In "Methodology of Metal Criticality
Determination," the researchers evaluate the importance of scarce metals
using a methodology that determines their supply risk, environmental
implications, and vulnerability to supply restriction.
"In the past few years, a number of organizations have
attempted to evaluate metal criticality, but the methods used have varied
widely and so have the results," said Thomas Graedel, Clifton R. Musser
Professor of Industrial Ecology at Yale. "This is the first time that this
topic has been addressed in the peer-reviewed literature."
The criticality methodology, based on a U.S. National
Research Council template, is designed to help corporations and national
governments evaluate the risk of not having access to critical metals and to
inform strategic decision-making around resource use.

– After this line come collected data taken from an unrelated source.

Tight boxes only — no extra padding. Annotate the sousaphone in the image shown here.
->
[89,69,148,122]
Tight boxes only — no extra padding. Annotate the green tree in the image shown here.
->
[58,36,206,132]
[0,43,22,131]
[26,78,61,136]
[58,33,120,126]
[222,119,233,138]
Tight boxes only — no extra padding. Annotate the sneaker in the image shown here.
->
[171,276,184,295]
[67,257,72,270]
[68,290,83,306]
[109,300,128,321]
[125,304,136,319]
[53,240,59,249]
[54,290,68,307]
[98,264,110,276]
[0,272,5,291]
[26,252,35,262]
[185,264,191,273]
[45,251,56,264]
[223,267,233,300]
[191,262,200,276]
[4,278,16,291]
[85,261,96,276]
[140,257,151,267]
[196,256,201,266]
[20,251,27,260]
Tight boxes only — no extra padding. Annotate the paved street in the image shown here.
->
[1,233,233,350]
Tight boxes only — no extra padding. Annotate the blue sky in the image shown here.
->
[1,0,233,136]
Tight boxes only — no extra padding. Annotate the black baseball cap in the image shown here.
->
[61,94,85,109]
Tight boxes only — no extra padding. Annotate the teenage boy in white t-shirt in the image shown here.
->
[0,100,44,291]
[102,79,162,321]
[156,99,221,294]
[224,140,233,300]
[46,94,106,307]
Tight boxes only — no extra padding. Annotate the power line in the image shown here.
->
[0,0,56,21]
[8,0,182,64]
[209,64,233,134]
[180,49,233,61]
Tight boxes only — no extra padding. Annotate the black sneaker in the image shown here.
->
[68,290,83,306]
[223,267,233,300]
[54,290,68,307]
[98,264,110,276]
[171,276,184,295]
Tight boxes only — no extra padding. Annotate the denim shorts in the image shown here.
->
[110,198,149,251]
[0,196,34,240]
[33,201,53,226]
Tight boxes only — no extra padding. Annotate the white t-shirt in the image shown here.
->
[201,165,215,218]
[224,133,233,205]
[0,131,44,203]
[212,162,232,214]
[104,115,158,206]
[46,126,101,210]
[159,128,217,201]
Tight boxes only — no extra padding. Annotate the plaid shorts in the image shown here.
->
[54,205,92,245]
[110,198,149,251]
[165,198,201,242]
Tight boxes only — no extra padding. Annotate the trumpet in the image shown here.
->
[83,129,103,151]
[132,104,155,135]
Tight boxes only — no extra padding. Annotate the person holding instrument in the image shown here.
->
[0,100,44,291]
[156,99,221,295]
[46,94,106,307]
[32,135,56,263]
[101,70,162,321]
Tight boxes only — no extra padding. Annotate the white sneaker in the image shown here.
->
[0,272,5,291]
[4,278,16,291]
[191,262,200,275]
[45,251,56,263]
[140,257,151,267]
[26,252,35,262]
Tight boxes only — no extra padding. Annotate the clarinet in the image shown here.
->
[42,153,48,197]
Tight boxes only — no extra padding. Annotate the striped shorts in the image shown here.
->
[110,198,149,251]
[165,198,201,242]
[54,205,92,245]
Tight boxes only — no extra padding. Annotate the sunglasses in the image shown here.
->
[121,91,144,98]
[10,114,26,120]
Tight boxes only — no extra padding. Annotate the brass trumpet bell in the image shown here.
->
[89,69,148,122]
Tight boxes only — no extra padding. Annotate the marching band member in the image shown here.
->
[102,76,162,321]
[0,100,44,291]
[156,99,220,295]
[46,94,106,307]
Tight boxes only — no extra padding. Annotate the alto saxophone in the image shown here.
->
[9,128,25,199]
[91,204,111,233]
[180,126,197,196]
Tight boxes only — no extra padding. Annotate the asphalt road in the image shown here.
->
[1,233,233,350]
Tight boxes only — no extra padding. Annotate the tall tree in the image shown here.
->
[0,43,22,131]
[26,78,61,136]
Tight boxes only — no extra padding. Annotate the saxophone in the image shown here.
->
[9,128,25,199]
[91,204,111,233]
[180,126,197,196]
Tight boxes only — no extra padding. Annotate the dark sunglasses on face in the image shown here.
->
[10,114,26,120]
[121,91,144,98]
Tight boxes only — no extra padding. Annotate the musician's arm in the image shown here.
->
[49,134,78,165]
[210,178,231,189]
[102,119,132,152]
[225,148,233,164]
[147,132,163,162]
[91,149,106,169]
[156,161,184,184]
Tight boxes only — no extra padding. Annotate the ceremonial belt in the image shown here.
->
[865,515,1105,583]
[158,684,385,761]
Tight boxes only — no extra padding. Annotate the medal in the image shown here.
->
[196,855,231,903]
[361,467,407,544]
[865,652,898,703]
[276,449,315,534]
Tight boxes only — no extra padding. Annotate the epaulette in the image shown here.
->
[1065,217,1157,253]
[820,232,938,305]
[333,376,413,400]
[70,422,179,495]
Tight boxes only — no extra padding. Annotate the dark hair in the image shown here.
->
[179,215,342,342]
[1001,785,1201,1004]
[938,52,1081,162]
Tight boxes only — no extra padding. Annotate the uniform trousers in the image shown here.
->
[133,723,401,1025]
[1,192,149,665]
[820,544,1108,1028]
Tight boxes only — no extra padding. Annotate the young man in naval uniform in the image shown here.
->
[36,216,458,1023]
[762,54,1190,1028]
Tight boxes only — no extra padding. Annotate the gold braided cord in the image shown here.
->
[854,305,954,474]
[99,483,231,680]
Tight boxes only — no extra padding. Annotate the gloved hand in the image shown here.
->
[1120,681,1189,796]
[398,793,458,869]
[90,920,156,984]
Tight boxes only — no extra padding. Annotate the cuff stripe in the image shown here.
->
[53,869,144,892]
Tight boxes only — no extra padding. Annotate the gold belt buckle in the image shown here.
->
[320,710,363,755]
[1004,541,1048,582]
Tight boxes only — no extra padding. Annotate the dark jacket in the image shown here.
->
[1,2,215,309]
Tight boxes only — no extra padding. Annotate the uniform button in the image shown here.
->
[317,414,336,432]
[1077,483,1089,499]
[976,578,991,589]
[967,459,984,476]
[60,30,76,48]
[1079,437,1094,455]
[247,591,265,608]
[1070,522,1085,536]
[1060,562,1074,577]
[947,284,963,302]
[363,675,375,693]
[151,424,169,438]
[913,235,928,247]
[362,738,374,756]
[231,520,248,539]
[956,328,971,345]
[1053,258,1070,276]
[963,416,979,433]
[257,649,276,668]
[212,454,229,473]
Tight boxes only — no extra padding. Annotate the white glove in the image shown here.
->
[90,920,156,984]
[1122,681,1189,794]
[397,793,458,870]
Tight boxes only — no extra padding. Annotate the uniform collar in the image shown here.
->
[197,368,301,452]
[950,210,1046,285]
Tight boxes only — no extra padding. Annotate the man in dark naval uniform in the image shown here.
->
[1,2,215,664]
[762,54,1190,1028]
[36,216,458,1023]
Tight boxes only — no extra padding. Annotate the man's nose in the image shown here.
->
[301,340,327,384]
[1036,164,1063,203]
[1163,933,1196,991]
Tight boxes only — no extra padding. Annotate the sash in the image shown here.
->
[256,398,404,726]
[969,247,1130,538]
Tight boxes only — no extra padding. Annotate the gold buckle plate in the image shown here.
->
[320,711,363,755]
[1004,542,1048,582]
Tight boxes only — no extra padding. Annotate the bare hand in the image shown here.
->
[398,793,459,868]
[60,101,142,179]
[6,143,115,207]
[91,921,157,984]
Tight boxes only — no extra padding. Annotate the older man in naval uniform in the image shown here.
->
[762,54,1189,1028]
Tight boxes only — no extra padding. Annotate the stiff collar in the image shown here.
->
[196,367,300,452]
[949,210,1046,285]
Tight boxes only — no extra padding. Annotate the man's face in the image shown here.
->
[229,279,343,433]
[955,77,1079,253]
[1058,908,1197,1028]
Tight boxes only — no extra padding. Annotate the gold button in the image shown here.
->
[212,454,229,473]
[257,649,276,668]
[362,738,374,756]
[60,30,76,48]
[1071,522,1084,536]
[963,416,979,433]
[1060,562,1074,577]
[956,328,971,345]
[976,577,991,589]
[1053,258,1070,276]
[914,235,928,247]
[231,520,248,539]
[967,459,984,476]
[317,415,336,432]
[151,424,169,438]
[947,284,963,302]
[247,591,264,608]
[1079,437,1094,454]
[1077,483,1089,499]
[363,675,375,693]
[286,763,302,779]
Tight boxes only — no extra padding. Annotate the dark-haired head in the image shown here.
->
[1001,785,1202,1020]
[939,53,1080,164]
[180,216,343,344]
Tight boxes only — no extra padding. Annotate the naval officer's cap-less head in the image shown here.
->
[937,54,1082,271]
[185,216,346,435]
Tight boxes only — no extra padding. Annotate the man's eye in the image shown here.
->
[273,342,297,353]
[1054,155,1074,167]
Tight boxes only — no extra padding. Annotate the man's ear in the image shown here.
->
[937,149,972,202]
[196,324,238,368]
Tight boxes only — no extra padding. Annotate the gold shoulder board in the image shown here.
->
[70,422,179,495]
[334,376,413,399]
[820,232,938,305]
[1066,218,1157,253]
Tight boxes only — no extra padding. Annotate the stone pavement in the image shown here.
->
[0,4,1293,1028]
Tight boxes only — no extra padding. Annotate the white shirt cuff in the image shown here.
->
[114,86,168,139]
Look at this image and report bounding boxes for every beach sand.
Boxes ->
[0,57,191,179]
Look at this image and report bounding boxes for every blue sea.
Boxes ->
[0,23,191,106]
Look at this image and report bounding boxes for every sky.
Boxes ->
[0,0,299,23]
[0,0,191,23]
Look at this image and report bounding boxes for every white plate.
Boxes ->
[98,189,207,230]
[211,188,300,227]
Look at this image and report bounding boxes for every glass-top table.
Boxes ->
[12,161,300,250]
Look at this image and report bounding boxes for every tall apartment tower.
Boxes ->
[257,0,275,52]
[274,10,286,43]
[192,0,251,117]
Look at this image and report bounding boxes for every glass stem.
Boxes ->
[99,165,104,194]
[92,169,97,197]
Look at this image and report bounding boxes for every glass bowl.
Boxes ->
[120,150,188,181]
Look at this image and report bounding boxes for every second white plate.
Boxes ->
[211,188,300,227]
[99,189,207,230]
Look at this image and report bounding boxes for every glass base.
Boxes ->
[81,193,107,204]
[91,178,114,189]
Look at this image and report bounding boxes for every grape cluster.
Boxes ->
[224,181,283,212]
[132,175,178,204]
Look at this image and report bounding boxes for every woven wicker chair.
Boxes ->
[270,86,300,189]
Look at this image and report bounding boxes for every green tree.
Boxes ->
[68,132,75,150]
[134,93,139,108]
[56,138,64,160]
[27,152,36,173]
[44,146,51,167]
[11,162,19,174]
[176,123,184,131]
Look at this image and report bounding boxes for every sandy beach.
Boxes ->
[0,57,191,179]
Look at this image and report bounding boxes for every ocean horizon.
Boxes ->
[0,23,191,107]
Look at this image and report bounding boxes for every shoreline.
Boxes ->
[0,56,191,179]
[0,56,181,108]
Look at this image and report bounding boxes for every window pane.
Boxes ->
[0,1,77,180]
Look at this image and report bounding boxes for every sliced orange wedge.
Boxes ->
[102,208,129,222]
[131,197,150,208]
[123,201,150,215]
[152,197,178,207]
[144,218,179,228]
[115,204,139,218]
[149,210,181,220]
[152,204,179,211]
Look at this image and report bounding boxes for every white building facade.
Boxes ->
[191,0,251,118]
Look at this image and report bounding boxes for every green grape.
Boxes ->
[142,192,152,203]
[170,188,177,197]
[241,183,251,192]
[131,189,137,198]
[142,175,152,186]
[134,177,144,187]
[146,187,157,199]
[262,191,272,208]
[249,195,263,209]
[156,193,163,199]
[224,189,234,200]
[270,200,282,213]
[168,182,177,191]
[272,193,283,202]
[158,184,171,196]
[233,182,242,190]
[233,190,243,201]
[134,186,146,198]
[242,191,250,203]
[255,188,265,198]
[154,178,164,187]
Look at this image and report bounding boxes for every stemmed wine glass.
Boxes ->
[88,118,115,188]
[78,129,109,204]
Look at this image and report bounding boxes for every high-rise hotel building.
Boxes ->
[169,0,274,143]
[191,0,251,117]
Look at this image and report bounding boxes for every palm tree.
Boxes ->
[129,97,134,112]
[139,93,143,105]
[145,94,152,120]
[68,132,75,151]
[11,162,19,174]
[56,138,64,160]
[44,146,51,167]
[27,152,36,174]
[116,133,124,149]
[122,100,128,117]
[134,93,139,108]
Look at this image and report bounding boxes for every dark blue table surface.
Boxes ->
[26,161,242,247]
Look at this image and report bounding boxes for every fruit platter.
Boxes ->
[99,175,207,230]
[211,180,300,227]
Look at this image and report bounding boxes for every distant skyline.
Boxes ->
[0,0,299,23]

"If you're a corporation, you don't want to design and
manufacture something only to find out that you don't have important
materials," he said.
The criticality methodology evaluates supply risk for
entities that use metals on the basis of three components: geological,
technological, and economic; social and regulatory; and geological. The first
of these components measures the potential availability of a metal's supplies,
and the latter two address the degree to which the availability of the supply
might be constrained.
According to the paper, the most obvious questions related
to a metal's availability in the ground are how much there is, whether it is
technologically feasible to obtain, and whether it is economically practical to
do so.
Regulations and social attitudes can either impede or
expedite the development of mineral resources. For example, communities are
aware of the potential for environmental damage from tailings ponds and may
resist the development of a new mine.
Governmental policies, actions and stability can
significantly affect the ability to obtain mineral resources. Graedel said
that, in general, the more concentrated the mineral deposits in one area, the
higher the risk of supply restriction.
"This work was stimulated by China's
attempt to horde rare earth metals, which are being almost entirely mined and
processed in China,"
said Graedel. "We asked ourselves: How do you know what's scarce? If you
know a metal is scarce, how do you know if you should worry about it? We think
this methodology has substantial legitimacy."